Based on the comments received, it is clear that implementing the proposal in the planned timeline will not be straightforward. There are unresolved legal and administrative issues that must be addressed.

Ideally, these open questions should be resolved during the legislative process, rather than being left for courts to decide during potential tax disputes. We are actively monitoring the situation and will continue to inform our clients as the legislative process progresses.


Entrepreneurs who have carried out an exchange of shares are advised to consult with a specialist if needed.

23.6.2025:

The Government is preparing changes to the taxation of share exchanges – the impacts could reach thousands of entrepreneurs

The Finnish Government is preparing changes to legislation that would affect already completed share exchange arrangements. The aim is to prevent methods by which dividend taxes have been reduced through share exchanges. The changes would affect even thousands of entrepreneurs who have conducted a share exchange since the beginning of 2017.

Key changes:

1. Valuation principles: In share exchanges, the transferred shares would henceforth be valued at the original acquisition cost, not at fair value. This applies in situations where the parties are related. For example, a company created without capital would have a zero value, even though it may have accumulated assets. In this case, no dividend taxed as capital income could initially be distributed from the parent company, as the company's net assets would be zero after the share exchange. The changes would affect both the taxation of dividends and later capital gains taxation.
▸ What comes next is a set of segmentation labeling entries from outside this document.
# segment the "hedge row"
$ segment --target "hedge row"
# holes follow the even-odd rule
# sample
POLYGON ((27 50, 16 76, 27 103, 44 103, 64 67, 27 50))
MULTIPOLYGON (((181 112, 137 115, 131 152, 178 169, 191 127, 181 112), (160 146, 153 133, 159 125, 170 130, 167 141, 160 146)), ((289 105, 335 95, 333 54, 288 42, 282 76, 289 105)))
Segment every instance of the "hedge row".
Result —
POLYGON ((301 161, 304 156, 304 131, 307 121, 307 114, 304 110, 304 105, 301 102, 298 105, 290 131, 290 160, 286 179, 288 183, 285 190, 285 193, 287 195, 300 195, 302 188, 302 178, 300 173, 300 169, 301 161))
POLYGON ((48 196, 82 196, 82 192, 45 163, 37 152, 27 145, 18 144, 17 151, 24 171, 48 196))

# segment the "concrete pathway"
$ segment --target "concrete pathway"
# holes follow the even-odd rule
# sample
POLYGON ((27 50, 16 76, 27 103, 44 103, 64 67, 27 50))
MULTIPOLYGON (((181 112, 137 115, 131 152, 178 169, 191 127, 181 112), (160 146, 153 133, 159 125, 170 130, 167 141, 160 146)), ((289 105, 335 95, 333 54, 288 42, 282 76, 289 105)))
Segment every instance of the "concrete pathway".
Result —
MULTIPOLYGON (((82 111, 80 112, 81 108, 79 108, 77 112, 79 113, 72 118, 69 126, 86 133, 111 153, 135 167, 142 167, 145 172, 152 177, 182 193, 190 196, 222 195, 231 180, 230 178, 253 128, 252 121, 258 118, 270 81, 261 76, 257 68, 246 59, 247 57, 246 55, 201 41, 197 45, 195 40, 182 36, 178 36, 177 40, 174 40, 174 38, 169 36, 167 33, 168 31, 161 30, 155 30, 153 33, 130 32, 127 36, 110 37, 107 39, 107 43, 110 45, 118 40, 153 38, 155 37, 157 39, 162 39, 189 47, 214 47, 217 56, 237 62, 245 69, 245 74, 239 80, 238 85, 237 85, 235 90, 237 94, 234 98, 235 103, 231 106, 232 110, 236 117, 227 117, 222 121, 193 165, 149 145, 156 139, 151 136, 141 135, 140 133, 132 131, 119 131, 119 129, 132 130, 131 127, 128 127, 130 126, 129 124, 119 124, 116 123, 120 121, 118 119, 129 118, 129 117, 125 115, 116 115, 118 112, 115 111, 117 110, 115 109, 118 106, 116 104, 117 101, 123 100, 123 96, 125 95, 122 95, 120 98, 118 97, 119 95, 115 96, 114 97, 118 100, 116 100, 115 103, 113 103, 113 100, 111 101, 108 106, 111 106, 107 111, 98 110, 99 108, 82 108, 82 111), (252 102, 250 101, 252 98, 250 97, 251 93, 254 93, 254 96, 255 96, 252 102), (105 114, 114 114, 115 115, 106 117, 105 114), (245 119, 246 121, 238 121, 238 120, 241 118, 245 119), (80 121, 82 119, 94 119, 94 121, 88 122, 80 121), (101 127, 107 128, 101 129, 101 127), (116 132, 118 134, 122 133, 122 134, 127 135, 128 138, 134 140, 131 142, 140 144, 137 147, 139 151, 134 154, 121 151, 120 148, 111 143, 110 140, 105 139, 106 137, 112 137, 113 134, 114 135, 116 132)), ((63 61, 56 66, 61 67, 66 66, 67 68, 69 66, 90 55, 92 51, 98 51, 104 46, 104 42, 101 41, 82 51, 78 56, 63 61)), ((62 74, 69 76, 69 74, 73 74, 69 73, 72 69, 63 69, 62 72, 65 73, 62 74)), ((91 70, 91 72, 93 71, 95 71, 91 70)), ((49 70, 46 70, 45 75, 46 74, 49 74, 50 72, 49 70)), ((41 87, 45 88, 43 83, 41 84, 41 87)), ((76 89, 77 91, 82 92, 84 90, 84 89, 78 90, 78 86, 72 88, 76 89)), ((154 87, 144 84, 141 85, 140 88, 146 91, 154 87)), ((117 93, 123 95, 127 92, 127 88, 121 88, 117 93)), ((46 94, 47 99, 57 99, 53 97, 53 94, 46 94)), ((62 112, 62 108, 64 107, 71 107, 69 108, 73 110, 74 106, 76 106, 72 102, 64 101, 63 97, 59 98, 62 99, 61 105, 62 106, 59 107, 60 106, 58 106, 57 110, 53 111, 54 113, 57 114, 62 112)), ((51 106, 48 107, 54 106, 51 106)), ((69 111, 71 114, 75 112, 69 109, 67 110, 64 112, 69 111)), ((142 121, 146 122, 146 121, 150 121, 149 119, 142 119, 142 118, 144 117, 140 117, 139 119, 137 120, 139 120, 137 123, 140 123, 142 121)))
2. Maximum amount of cash consideration: The allowed amount of cash consideration used in share exchanges would increase from 10% to 50%, facilitating certain corporate arrangements.

3. Exchanges outside the EEA: Tax-neutral share exchanges would be possible under certain conditions also outside the EEA, such as to the United States or the United Kingdom.

Impacts:

The amount of dividends taxed as capital income that an entrepreneur who has carried out a share exchange after January 1, 2017, could withdraw would decrease significantly from the entry into force of the law. Changes in valuation principles would significantly weaken the use of share exchanges in corporate arrangements. Additionally, the change could violate the constitutionally protected principle of equality, as share exchanges made before 2017 would remain under the old rules. The values of accounting and taxation would differ from each other, which would cause additional administrative complexity. The impacts on, for example, the transfer tax and generational changes have not been sufficiently assessed.

Effective date: The proposal is open for public consultation until August 15, 2025, and it is intended to be processed in connection with the 2026 budget. The laws would come into effect as soon as possible. It is not yet certain whether the proposal will pass in its entirety as it stands. Due to the unanswered questions and potential constitutional challenges arising from the proposal, it is possible that there will be further changes to it.

Recommendation: Entrepreneurs who have conducted a share exchange after January 1, 2017, or are planning one, should closely monitor the situation and discuss potential implications with an expert.